While he is right that, absent paid political advertising, a political message earns reach when people decide to follow an account or retweet, Dorsey does not ask the obvious next question: How do people go about earning Twitter followers?
The politicians who tend to dominate Twitter come in two varieties: long-established officeholders in positions of leadership like Rep. Nancy Pelosi, D-Calif., who has 3.3 million followers, and firebrands with a feel for the zeitgeist like Rep. Alexandria Ocasio-Cortez, D-N.Y., who has 5.7 million followers.
The reality is that without the ability to pay for advertisements, new voices will have a hard time breaking in unless they are willing to engage in the flame wars and mudslinging that attract followers on Twitter.
If you are a relatively moderate congressman or senator without a major leadership role, the Twitter-verse is unlikely to embrace you with open arms.
Jason Timm, a linguist at University of New Mexico, recently analyzed the Twitter following and voting records of every senator in the 115th Congress. He found that the closer a candidate is to the political center, the fewer Twitter followers they are likely to have.
(Excerpt) Read more at dailysignal.com ...
PING!
I suspect that Twitter will decide that tweets by Trump and members of his administration are actually political ads and will be banned. I’m just sayin’
“Jason Timm, a linguist at University of New Mexico, recently analyzed the Twitter following and voting records of every senator in the 115th Congress. He found that the closer a candidate is to the political center, the fewer Twitter followers they are likely to have...”
Is there a downside here?
He had me at “Manichean dichotomy”
I believe what you are just sayin, is 💯% correct.

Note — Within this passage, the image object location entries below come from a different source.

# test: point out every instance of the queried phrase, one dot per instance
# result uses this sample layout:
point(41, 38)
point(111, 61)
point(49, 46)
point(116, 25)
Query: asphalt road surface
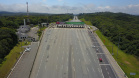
point(106, 67)
point(66, 53)
point(23, 68)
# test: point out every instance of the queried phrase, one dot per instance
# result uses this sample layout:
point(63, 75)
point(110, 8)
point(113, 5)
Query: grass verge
point(69, 19)
point(127, 62)
point(10, 60)
point(86, 22)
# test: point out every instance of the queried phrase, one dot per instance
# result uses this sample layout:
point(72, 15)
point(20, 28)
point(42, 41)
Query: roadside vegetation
point(10, 48)
point(127, 62)
point(41, 29)
point(10, 60)
point(109, 29)
point(86, 22)
point(118, 27)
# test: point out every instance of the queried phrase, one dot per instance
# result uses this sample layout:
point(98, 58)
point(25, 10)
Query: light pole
point(118, 46)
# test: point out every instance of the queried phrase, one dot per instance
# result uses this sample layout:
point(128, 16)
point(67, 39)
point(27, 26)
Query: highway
point(70, 53)
point(66, 53)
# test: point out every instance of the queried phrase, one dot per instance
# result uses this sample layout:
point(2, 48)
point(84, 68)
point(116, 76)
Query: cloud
point(82, 8)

“Twitter is a private company and is free to adopt whatever policies it wants, “
Twitter has previously claimed to be a platform.
Here they are claiming to be a producer/publisher.
Twitter smells like a public utility from here....censoring speech in the public square....never ends well...
Exactly
Once the November 2020 election is wrapped up...one of the top ten things (with the GOP back in charge of the House) that I suspect will occur...hearings to transform Twitter into a Utility (under government control). If you thought they were screwed up now....it’ll be ten times worse as a utility operation.
I hate the idea of these tech giants becoming public utilities—but big private companies who have de facto control of the public square while censoring speech is totally unacceptable—and they must be punished for it.
There is no good solution imho.
This actually favors Democrats. Far more liberal “charities” are registered with the IRS than conservative ones, thanks to the Obama White House denying them nonprofit status.